Firefox however has the task Firefox Background Update 308046B0AF4A39CB set to run only when the user is logged on and NOT run with the highest privileges. Out teams and IBM have determined that machines where an administrator logs on and remains logged on when the task runs maintains the Firefox update in the background. But when non-admins log on, the task does not have sufficient rights to update in the background meaning that Firefox quickly falls out of compliance on corporate machines where UAC and administrative privileges are limited.

Our empirical testing on thousands of machines has determined that Mozilla could change the task to run both at logon as any user and daily with the highest privileges (system) may be the proper method to maintain currency of Firefox browser as we do in our enterprise customers with Microsoft Edge and Google Chrome.
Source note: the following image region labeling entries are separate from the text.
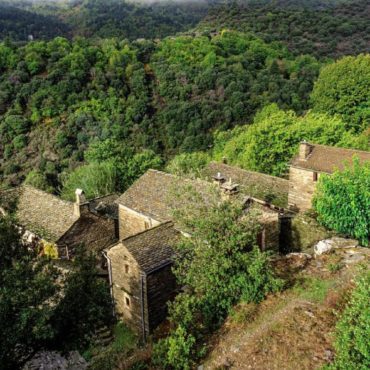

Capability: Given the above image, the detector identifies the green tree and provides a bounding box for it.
[52,247,113,349]
[313,158,370,246]
[0,218,58,369]
[61,162,117,200]
[328,272,370,370]
[311,54,370,132]
[214,104,366,176]
[154,187,282,369]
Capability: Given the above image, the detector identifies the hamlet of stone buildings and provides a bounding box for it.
[0,142,370,339]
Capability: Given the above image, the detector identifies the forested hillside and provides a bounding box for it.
[0,1,69,41]
[198,0,370,58]
[0,0,216,40]
[0,32,320,189]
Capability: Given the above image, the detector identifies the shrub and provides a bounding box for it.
[154,189,282,369]
[329,272,370,370]
[313,159,370,245]
[311,54,370,132]
[62,162,117,200]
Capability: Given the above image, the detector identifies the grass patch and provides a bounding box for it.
[83,322,138,370]
[111,322,137,352]
[293,277,334,303]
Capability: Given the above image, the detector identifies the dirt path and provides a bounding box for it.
[203,249,368,370]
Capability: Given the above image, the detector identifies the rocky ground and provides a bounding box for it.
[201,238,370,370]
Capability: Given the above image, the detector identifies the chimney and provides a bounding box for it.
[221,178,239,199]
[73,189,89,217]
[212,172,226,186]
[299,140,313,161]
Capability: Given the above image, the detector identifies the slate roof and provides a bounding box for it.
[202,162,289,207]
[291,144,370,173]
[89,194,119,219]
[0,185,78,242]
[58,212,117,253]
[121,221,180,273]
[117,170,211,222]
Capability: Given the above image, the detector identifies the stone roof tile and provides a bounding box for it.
[117,170,211,222]
[121,221,180,273]
[202,162,289,207]
[0,185,78,242]
[291,144,370,173]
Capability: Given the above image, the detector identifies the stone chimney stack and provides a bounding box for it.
[74,189,89,217]
[221,178,239,199]
[213,172,226,186]
[299,140,312,160]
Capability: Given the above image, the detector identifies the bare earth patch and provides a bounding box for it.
[203,248,369,370]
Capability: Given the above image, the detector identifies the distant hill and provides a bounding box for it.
[197,0,370,58]
[0,2,69,41]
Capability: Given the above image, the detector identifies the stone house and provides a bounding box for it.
[107,221,179,340]
[288,142,370,211]
[0,185,118,259]
[105,167,285,339]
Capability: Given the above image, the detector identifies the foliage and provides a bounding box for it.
[214,104,368,176]
[0,218,58,369]
[197,0,370,59]
[328,272,370,370]
[311,54,370,132]
[52,249,113,349]
[24,170,53,192]
[154,190,282,369]
[0,218,112,369]
[313,158,370,246]
[85,139,162,192]
[0,32,320,192]
[62,162,117,201]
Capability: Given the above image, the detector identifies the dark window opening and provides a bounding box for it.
[125,297,130,307]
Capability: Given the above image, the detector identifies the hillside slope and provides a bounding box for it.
[197,0,370,58]
[204,244,370,370]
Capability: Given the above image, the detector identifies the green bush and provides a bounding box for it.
[62,162,117,201]
[313,159,370,246]
[154,195,282,369]
[311,54,370,132]
[329,272,370,370]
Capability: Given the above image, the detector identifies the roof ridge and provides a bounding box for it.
[308,143,370,155]
[209,161,289,181]
[120,220,174,244]
[22,184,74,206]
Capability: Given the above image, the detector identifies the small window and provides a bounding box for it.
[125,294,131,308]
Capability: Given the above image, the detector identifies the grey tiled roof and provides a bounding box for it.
[121,221,180,273]
[291,144,370,173]
[0,185,78,242]
[202,162,289,207]
[117,170,211,222]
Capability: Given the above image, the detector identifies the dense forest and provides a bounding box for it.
[0,0,370,370]
[0,32,320,191]
[0,0,370,197]
[198,0,370,58]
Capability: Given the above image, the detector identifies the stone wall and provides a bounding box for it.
[108,244,143,334]
[280,213,334,253]
[288,167,320,211]
[146,265,176,332]
[118,205,159,240]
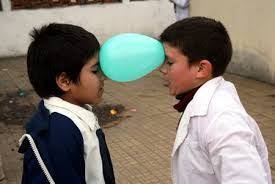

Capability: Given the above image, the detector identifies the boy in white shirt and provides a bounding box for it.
[160,17,271,184]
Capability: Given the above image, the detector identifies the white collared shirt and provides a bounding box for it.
[172,77,271,184]
[43,97,105,184]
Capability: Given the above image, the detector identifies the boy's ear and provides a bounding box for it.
[55,72,71,92]
[197,60,213,79]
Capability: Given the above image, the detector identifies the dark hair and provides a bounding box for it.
[27,23,100,98]
[160,17,232,77]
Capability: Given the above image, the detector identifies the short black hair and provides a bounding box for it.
[27,23,100,98]
[160,17,232,77]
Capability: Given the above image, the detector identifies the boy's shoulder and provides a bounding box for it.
[26,100,80,137]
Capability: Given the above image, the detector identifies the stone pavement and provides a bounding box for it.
[0,57,275,184]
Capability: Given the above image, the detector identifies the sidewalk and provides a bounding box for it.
[0,58,275,184]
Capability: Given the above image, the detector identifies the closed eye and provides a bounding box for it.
[91,64,99,74]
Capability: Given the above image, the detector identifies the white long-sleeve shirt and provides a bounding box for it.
[172,77,272,184]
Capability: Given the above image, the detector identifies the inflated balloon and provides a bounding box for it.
[99,33,165,82]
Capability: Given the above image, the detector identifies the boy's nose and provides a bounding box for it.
[159,63,168,75]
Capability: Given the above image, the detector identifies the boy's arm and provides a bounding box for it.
[205,112,268,184]
[49,114,86,184]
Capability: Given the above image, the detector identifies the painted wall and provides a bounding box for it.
[0,0,175,57]
[190,0,275,84]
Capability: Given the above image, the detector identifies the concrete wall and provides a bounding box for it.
[0,0,175,57]
[190,0,275,84]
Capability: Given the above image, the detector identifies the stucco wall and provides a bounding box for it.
[190,0,275,84]
[0,0,175,57]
We do see the benefit of Firefox, it is a safe and robust browser, but it could greatly benefit by enhancing it's background updater to run as system daily to keep the browser updated. Our team would gladly work with Mozilla on this with Mozilla as we specialize in Enterprise Risk Management for some of the world's largest organizations.

more options

Sorry for the major delay on this.

After talking to the team there seems to be something wrong with the install of the Mozilla Maintenance Service.

It definitely should be able to run with elevated privileges and update.

Is it possible the Mozilla maintenance service isn't installed at all?

"as long as the Mozilla Maintenance Service is working properly, there is really no reason that Background Update should need to be run as SYSTEM. We don't need the privileges, really. IIUC, it seems that we are mainly interested in the ability to run a task without a user logged in."

The best way to move forward here would be to open a bug at bugzilla.mozilla.org and we can work with the install team to figure things out.